Se référant à l’arrêt rendu le 2 octobre 2018 (Arrêt du 2 octobre 2018 dans l’affaire France/Parlement (C-73/17) , la Cour rappelle dans son arrêt de ce jour que ce protocole et les dispositions du TFUE régissant la procédure budgétaire ont la même valeur juridique. Ainsi, les exigences du premier ne sauraient prévaloir sur celles du second, et réciproquement. L’application de ces exigences doit être effectuée, au cas par cas, dans le respect de la conciliation nécessaire de ces exigences et d’un juste équilibre entre celles-ci. Donc, si le Parlement est tenu d’exercer ses pouvoirs budgétaires au cours d’une période de session plénière ordinaire se tenant à Strasbourg, cette obligation ne fait pas obstacle à ce que le budget annuel soit, si des impératifs liés au bon déroulement de la procédure budgétaire l’exigent, débattu et voté lors d’une période de session plénière additionnelle se tenant à Bruxelles.
Il appartient au Parlement de concilier les exigences découlant tant dudit protocole que des impératifs liés au bon déroulement de la procédure budgétaire, ce pour quoi il dispose d’un pouvoir d’appréciation. Le contrôle de la Cour porte donc sur la question de savoir si le Parlement, en exerçant une partie de ses pouvoirs budgétaires au cours d’une période de session plénière additionnelle, a commis, à cet égard, des erreurs d’appréciation.
À cet égard, la Cour rappelle qu’elle a jugé dans son arrêt rendu le 2 octobre 2018 que, au moment de la fixation du calendrier des sessions plénières ordinaires, tant le recours à la procédure de conciliation que la date à laquelle cette procédure serait déclenchée et prendrait fin, le cas échéant, en raison d’un accord sur un projet commun de budget annuel, étaient par principe incertains. Estimant qu’aucun élément avancé dans le cadre de la présente procédure n’est de nature à justifier une autre appréciation, la Cour observe que le Parlement est demeuré dans les limites de son pouvoir d’appréciation lorsqu’il a fixé, en octobre 2015, son calendrier de sessions plénières ordinaires pour l’année 2017.

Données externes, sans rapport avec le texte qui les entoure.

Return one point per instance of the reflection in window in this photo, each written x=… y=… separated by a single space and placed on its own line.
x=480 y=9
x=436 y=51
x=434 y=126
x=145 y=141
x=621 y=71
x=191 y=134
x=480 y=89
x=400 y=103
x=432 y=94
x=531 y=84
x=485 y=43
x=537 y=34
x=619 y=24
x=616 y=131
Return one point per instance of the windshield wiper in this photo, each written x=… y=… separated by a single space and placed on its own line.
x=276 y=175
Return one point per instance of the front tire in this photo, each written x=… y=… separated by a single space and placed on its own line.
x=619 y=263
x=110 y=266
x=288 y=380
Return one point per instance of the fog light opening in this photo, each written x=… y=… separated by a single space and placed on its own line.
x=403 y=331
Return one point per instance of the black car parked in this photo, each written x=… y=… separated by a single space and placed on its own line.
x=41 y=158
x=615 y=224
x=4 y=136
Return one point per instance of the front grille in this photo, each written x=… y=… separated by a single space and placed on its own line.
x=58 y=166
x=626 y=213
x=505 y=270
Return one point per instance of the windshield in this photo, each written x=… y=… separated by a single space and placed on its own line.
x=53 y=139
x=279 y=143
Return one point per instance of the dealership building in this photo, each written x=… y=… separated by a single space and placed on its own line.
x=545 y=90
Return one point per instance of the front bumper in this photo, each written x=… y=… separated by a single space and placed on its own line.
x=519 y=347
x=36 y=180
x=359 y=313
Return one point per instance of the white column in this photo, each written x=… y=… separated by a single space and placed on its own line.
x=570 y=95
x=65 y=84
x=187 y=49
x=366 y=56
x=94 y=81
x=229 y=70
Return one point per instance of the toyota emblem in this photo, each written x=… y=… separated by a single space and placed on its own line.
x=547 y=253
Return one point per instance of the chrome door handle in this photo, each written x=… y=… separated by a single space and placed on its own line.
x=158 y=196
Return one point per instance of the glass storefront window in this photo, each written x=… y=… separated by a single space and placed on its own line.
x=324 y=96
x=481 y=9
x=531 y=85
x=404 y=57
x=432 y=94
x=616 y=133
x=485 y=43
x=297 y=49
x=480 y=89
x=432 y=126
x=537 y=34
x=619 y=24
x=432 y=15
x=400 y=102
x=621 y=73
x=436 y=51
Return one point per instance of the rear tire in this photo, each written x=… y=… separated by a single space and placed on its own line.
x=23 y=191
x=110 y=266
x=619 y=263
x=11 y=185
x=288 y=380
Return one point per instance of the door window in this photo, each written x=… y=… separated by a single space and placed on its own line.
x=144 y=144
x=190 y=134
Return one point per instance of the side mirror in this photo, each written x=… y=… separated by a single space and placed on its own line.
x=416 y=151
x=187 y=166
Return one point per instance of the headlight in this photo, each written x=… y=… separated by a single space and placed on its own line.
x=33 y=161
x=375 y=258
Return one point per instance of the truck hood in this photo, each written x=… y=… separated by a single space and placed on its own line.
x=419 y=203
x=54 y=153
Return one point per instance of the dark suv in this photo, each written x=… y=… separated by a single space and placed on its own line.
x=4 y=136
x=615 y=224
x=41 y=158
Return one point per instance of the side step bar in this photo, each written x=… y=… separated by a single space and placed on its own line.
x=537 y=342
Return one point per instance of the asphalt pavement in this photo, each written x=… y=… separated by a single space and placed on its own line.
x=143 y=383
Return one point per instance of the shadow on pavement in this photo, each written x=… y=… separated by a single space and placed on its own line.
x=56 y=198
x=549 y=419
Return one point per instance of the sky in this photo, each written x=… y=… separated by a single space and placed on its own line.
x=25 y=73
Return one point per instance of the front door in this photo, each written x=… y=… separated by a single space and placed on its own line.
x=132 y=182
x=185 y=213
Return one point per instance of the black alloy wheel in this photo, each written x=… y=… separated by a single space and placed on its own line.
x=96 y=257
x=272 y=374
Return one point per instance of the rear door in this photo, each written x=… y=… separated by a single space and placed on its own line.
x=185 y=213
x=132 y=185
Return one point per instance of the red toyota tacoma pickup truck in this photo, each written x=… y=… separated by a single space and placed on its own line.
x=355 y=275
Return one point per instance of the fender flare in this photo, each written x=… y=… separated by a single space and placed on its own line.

Dans la mesure où la France reprochait, en outre, au Parlement d’avoir violé le protocole sur les sièges des institutions en ayant omis de modifier son calendrier des sessions plénières ordinaires pour 2017 à la suite de l’établissement, au mois d’avril 2017, du calendrier pragmatique relatif à la procédure budgétaire pour l’exercice 2018, la Cour relève que, à ce moment-là, la question de savoir si et à quelle date le comité de conciliation pourrait effectivement parvenir à un accord de conciliation demeurait toujours incertaine. C’est pourquoi la Cour constate que le Parlement n’a pas non plus commis d’erreur d’appréciation en maintenant le calendrier des sessions plénières ordinaires pour l’année 2017, à la suite de l’établissement du calendrier pragmatique au mois d’avril de cette même année.
RAPPEL : Le recours en annulation vise à faire annuler des actes des institutions de l’Union contraires au droit de l’Union. Sous certaines conditions, les États membres, les institutions européennes et les particuliers peuvent saisir la Cour de justice ou le Tribunal d'un recours en annulation. Si le recours est fondé, l'acte est annulé. L'institution concernée doit remédier à un éventuel vide juridique créé par l'annulation de l'acte.